Ren Ying, Zhu Xiaodan, Fu Kequan, Zhang Haoran, Zhao Wenchao, Lin Yang, Fang Qian, Wang Junqi, Chen Yupeng, Guo Dong
Jiangsu Key Laboratory of New Drug Research and Clinical Pharmacy, Xuzhou Medical University, 209 Tongshan Road, Xuzhou 221004, Jiangsu, China.
The Affiliated Hospital of Xuzhou Medical University, No. 99 Huaihai West Road, Xuzhou 221002, China.
Biochem Pharmacol. 2023 Jan;207:115355. doi: 10.1016/j.bcp.2022.115355. Epub 2022 Nov 25.
Autosomal dominant polycystic kidney disease (ADPKD) is the most common inherited kidney disease, which is characterized by progressive growth of multiple renal cysts in bilateral kidneys. In the past decades, mechanistic studies have entailed many essential signalling pathways that were regulated through post-translational modifications (PTMs) during cystogenesis. Among the numerous PTMs involved, the effect of ubiquitination and deubiquitination remains largely unknown.
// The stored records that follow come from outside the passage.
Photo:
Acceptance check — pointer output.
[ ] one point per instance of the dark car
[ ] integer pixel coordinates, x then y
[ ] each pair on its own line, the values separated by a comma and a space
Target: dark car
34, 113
Herein, we identified that USP28, a deubiquitinase aberrantly upregulated in patients with ADPKD, selectively removed K48-linked polyubiquitination and reversed protein degradation of signal transducer and activator of transcription 3 (STAT3). We also observed that USP28 could directly interact with and stabilize c-Myc, a transcriptional target of STAT3. Both processes synergistically enhanced renal cystogenesis. Furthermore, pharmacological inhibition of USP28 attenuated the cyst formation both in vivo and in vitro. Collectively, USP28 regulates STAT3 turnover and its transcriptional target c-Myc in ADPKD. USP28 inhibition could be a novel therapeutic strategy against ADPKD.
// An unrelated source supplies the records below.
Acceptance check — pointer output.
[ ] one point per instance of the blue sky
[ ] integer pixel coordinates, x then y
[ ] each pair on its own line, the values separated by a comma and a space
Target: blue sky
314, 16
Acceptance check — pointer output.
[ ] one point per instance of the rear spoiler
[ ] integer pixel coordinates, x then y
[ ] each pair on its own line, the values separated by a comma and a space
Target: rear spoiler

常染色体显性多囊肾病(ADPKD)是最常见的遗传性肾病,其特征是双侧肾脏中多个肾囊肿进行性生长。在过去几十年中,机制研究涉及了许多在囊肿形成过程中通过翻译后修饰(PTM)进行调节的重要信号通路。在众多涉及的PTM中,泛素化和去泛素化的作用在很大程度上仍不清楚。在此,我们发现USP28,一种在ADPKD患者中异常上调的去泛素酶,选择性地去除K48连接的多聚泛素化并逆转信号转导和转录激活因子3(STAT3)的蛋白质降解。我们还观察到USP28可以直接与STAT3的转录靶点c-Myc相互作用并使其稳定。这两个过程协同增强肾囊肿形成。此外,对USP28的药理学抑制在体内和体外均减弱了囊肿形成。总体而言,USP28在ADPKD中调节STAT3的周转及其转录靶点c-Myc。抑制USP28可能是一种针对ADPKD的新型治疗策略。